Landtagswahlen Rheinland-Pfalz: Im Bel Air von Oggersheim

Das Haus von Ex-Bundeskanzler Helmut Kohl in Ludwigshafen-Oggersheim sagt viel aus über den Wahlerfolg dieses Mannes.

Zwei Polizisten patrouillieren an dem Bungalow der Familie Kohl

Kanzlerdomizil: Der Bungalow der Familie Kohl in Oggersheim Foto: Kai-Uwe Wärner/picture-alliance

LUDWIGSHAFEN taz | Zufällig kommt wohl niemand in diese Straße, wer in sie hineinfährt, muss dort ein Ziel haben. Sie geht von der Weimarer Straße ab und mündet auch wieder in diese hinein. Durchgangsverkehr? Null. Ein Flecken in Ludwigshafen, er ist vom Namen her in gewisser Hinsicht weltberühmter als der ansässige BASF-Konzern am nördlichen Rheinufer der Stadt: Oggersheim.

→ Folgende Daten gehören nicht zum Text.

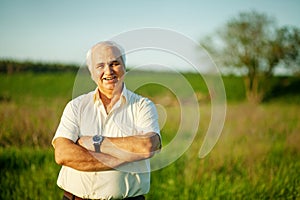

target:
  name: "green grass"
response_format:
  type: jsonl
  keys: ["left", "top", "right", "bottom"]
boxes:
{"left": 0, "top": 147, "right": 62, "bottom": 199}
{"left": 0, "top": 73, "right": 75, "bottom": 102}
{"left": 0, "top": 72, "right": 300, "bottom": 199}
{"left": 149, "top": 103, "right": 300, "bottom": 199}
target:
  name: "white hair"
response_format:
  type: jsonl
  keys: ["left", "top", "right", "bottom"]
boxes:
{"left": 86, "top": 41, "right": 126, "bottom": 73}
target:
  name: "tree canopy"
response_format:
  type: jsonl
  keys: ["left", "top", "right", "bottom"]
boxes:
{"left": 202, "top": 10, "right": 300, "bottom": 103}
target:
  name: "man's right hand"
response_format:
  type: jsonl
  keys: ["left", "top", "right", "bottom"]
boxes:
{"left": 53, "top": 137, "right": 127, "bottom": 171}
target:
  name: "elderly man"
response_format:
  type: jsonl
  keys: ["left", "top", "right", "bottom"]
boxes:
{"left": 52, "top": 41, "right": 161, "bottom": 200}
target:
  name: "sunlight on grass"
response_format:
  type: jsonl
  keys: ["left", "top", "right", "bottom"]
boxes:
{"left": 0, "top": 73, "right": 299, "bottom": 199}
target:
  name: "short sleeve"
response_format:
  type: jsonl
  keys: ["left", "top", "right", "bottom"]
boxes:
{"left": 136, "top": 98, "right": 160, "bottom": 136}
{"left": 52, "top": 101, "right": 80, "bottom": 145}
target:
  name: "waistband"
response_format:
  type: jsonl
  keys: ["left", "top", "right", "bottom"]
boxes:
{"left": 63, "top": 191, "right": 145, "bottom": 200}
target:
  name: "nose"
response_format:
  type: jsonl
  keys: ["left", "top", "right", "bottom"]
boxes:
{"left": 104, "top": 64, "right": 113, "bottom": 74}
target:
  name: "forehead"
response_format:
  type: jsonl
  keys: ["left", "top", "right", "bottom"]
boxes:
{"left": 91, "top": 44, "right": 122, "bottom": 62}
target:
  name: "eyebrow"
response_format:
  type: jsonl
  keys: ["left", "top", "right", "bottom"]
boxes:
{"left": 110, "top": 60, "right": 121, "bottom": 64}
{"left": 96, "top": 60, "right": 121, "bottom": 66}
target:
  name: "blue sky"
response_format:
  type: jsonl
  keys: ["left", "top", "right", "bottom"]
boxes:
{"left": 0, "top": 0, "right": 300, "bottom": 69}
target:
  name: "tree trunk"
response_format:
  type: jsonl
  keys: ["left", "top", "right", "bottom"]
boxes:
{"left": 244, "top": 75, "right": 263, "bottom": 104}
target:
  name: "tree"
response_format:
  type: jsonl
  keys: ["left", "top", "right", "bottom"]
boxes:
{"left": 202, "top": 10, "right": 300, "bottom": 103}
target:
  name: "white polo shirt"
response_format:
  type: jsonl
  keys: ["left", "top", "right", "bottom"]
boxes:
{"left": 52, "top": 85, "right": 160, "bottom": 199}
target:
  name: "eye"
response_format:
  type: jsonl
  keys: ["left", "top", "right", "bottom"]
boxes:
{"left": 96, "top": 63, "right": 105, "bottom": 69}
{"left": 110, "top": 61, "right": 120, "bottom": 67}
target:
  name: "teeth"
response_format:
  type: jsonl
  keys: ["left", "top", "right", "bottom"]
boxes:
{"left": 104, "top": 77, "right": 115, "bottom": 80}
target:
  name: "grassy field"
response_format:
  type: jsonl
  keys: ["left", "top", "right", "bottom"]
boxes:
{"left": 0, "top": 72, "right": 299, "bottom": 199}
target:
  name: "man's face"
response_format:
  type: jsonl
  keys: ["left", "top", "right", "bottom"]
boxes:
{"left": 91, "top": 45, "right": 126, "bottom": 94}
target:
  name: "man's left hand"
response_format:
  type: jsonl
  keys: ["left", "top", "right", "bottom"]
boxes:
{"left": 77, "top": 136, "right": 94, "bottom": 151}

Dort lebte Kanzler Helmut Kohl, zur Welt gekommen in einer Gegend, die auch zu dieser Stadt gehört, Friesenheim. Doch Oggersheim, leichte Randlage am Ort, nahe einem Autobahnanschluss, das ist die ortsnamengewordene Chiffre für Biederkeit, für Saumagen und gedungene Gemütsamkeit.

Ach was! Oggersheim selbst ist hübsch und wohlgepflegt. Beschränkungen wegen Corona mögen zu einer gewissen Leere dieses Fleckens beitragen, an diesem grell sonnigen Tag, kalt an Temperatur, scheint es besonders ausgestorben, doch eine gewisse Jovialität scheint der Flecken zu verströmen, Traditionsbierhaus inklusive.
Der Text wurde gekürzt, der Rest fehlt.